The Census Bureau estimates 38 million Americans lived in poverty in 2022, 12% of the total population. Neither of these numbers was substantially different from the 2021 numbers.

Black poverty dropped to a historic low

The official poverty rate for Black households dropped from 2021 to 2022. This was its lowest rate on record.

Poverty after counting benefits shot up

2021 was an important year because poverty after counting taxes and public benefits hit a record low. This was due to the expansion of the Child Tax Credit and other income supports put in place during the COVID-19 pandemic. 

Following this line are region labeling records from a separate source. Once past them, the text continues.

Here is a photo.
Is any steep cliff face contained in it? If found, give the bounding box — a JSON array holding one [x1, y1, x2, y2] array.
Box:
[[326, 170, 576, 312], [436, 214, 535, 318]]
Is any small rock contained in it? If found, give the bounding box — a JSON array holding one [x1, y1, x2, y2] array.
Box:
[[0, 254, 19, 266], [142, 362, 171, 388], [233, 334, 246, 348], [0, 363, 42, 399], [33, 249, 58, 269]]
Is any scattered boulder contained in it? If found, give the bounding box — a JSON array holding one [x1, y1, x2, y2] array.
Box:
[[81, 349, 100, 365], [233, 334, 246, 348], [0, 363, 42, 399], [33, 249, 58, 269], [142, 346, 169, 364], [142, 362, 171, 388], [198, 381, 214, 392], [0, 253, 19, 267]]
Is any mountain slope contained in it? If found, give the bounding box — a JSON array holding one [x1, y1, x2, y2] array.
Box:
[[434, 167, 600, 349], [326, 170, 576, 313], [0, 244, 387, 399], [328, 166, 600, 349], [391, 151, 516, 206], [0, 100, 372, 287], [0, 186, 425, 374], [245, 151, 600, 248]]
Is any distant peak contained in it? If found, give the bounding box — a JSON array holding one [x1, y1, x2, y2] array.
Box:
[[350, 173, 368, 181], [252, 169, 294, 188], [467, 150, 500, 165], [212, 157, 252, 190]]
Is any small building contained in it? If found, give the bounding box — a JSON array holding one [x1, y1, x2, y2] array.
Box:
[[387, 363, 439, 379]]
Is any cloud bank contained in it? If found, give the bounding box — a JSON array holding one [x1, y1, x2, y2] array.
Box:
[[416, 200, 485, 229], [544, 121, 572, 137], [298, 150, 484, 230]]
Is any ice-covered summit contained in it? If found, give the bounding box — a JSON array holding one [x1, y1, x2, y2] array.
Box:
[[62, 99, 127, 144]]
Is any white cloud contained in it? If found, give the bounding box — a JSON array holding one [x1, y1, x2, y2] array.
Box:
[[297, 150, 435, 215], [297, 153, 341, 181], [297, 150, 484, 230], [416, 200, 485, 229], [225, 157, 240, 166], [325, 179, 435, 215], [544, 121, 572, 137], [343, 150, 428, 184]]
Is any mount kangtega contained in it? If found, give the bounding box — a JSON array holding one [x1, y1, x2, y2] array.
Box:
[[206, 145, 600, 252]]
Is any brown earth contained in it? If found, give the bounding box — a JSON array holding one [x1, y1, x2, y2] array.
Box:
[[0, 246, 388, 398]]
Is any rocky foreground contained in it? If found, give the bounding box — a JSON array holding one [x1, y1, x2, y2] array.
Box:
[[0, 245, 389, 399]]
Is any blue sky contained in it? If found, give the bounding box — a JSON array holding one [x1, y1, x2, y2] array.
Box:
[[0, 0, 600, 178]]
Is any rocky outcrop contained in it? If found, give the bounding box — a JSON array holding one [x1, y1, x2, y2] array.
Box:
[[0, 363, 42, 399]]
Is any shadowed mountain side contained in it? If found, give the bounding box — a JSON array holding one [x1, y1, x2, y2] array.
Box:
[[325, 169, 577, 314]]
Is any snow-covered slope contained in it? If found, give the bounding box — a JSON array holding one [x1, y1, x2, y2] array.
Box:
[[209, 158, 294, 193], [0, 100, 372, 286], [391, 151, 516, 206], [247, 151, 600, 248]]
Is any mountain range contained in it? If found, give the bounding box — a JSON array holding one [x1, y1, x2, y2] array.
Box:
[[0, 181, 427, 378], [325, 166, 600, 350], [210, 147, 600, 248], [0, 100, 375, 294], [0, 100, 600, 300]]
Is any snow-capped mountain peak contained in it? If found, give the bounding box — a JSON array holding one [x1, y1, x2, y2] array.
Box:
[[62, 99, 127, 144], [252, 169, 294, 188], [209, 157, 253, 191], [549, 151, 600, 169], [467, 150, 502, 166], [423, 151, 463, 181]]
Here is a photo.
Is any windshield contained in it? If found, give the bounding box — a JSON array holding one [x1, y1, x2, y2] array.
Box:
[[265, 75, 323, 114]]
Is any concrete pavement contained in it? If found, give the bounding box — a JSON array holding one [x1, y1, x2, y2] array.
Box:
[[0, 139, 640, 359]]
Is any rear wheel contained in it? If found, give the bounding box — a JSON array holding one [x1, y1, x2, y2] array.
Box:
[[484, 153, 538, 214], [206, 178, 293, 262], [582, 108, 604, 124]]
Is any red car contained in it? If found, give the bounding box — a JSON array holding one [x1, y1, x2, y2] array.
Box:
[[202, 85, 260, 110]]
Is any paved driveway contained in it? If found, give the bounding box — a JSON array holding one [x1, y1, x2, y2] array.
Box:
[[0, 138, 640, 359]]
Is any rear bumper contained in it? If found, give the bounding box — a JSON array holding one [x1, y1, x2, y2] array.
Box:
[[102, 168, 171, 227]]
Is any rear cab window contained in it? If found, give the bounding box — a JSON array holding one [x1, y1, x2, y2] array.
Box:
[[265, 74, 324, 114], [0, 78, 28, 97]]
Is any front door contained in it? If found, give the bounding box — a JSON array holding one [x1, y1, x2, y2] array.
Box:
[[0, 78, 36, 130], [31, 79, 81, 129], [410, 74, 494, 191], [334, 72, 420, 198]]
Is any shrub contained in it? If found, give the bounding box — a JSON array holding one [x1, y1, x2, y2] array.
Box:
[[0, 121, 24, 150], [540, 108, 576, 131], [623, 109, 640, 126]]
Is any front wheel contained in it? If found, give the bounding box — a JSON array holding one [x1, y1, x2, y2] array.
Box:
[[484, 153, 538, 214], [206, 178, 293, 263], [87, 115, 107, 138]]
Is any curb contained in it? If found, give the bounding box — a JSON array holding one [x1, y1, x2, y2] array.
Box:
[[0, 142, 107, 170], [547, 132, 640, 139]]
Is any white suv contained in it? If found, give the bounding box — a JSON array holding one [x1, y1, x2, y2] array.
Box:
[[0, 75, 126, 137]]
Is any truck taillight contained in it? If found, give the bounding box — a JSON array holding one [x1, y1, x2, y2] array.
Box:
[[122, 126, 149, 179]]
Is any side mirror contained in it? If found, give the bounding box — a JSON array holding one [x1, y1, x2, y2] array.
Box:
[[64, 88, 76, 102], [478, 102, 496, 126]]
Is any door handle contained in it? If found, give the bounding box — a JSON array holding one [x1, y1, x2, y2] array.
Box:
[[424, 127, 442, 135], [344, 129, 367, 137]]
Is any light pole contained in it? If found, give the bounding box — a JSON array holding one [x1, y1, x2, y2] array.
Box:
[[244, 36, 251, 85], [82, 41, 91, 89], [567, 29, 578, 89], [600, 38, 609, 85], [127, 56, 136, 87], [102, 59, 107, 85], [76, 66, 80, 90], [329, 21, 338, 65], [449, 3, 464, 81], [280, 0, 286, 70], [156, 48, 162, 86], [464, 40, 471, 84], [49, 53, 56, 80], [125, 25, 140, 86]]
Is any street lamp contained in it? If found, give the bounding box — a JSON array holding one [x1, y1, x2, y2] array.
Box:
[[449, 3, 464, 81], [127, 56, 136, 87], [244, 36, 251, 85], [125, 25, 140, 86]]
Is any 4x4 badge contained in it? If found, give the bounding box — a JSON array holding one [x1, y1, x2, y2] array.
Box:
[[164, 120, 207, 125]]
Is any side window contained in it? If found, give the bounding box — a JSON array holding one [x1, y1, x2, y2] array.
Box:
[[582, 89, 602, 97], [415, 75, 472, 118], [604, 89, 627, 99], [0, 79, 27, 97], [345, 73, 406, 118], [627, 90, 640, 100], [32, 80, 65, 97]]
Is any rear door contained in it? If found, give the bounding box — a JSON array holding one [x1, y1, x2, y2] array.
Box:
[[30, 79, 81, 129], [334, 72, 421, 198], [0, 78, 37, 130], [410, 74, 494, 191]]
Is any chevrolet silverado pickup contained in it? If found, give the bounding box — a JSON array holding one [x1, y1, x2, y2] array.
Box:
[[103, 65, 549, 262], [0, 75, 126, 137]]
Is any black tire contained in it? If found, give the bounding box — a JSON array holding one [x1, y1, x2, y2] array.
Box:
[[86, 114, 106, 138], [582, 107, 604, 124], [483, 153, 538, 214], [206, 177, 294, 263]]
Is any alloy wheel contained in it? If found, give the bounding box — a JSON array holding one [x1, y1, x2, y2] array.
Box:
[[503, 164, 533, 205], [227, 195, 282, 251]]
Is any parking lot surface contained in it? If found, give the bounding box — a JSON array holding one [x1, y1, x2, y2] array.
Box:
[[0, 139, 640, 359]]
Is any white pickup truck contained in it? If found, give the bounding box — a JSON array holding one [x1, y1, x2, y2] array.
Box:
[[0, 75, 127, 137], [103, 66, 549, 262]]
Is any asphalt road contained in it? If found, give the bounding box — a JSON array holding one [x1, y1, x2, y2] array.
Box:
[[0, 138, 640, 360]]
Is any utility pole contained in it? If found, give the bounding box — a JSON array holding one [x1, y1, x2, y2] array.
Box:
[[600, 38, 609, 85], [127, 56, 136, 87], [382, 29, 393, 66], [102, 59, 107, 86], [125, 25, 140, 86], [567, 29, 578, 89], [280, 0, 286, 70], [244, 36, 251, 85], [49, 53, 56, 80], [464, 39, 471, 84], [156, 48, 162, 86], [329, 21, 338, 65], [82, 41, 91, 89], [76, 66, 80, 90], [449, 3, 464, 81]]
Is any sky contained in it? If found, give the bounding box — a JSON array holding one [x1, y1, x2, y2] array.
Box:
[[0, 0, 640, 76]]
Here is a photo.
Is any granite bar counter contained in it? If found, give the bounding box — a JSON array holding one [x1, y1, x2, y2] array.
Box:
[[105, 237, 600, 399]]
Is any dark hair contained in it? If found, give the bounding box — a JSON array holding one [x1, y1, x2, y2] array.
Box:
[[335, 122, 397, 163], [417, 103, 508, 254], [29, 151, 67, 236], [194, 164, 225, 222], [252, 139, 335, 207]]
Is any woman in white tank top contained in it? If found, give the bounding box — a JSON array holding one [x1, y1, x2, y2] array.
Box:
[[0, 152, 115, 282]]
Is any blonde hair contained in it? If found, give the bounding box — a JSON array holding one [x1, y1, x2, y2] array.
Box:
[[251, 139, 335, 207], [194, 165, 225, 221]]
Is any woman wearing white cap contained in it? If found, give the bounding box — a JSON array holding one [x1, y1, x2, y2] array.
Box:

After Sen. Joe Manchin decided he would not support making the Child Tax Credit permanent, the program expired at the end of 2022. This led to the largest, single-year increase in poverty after counting benefits, a 4.6 percentage point increase.

Child poverty after counting benefits more than doubled

The decision to end the child tax credit expansion unsurprisingly fell hardest on children. Child poverty after counting taxing benefits lept from 5% in 2021 to 12% in 2022 largely due to the expiration of the child tax credit expansion.

So what can we do with this information? Policymakers at the state level have tools to fight poverty.

They can expand the earned income tax credit. The earned income tax credit is the largest anti-poverty program in the country after social security and Ohio has a state-level version of the credit. By expanding the amount of cash this gives to low-income working households, this could take a bite out of state-level poverty.

Lawmakers can ensure access to food assistance. The federal government gives states significant leeway to control eligibility for SNAP (formerly “food stamp”) assistance and eligibility for free or reduced breakfast and lunch programs in schools. Both of these are programs paid for by the federal government that keep millions across the country out of poverty. By allowing access to these programs, Ohio can help keep people out of poverty.

If lawmakers really want to tackle poverty, the way to do that would be through basic income. Programs like a negative income tax have been considered in the United States for half a century and were utilized during the pandemic. The most straightforward way to fight poverty is to provide people with income.

Poverty is a policy choice and one that can be made at the state level. Let us hope that someday policymakers will see it as a priority.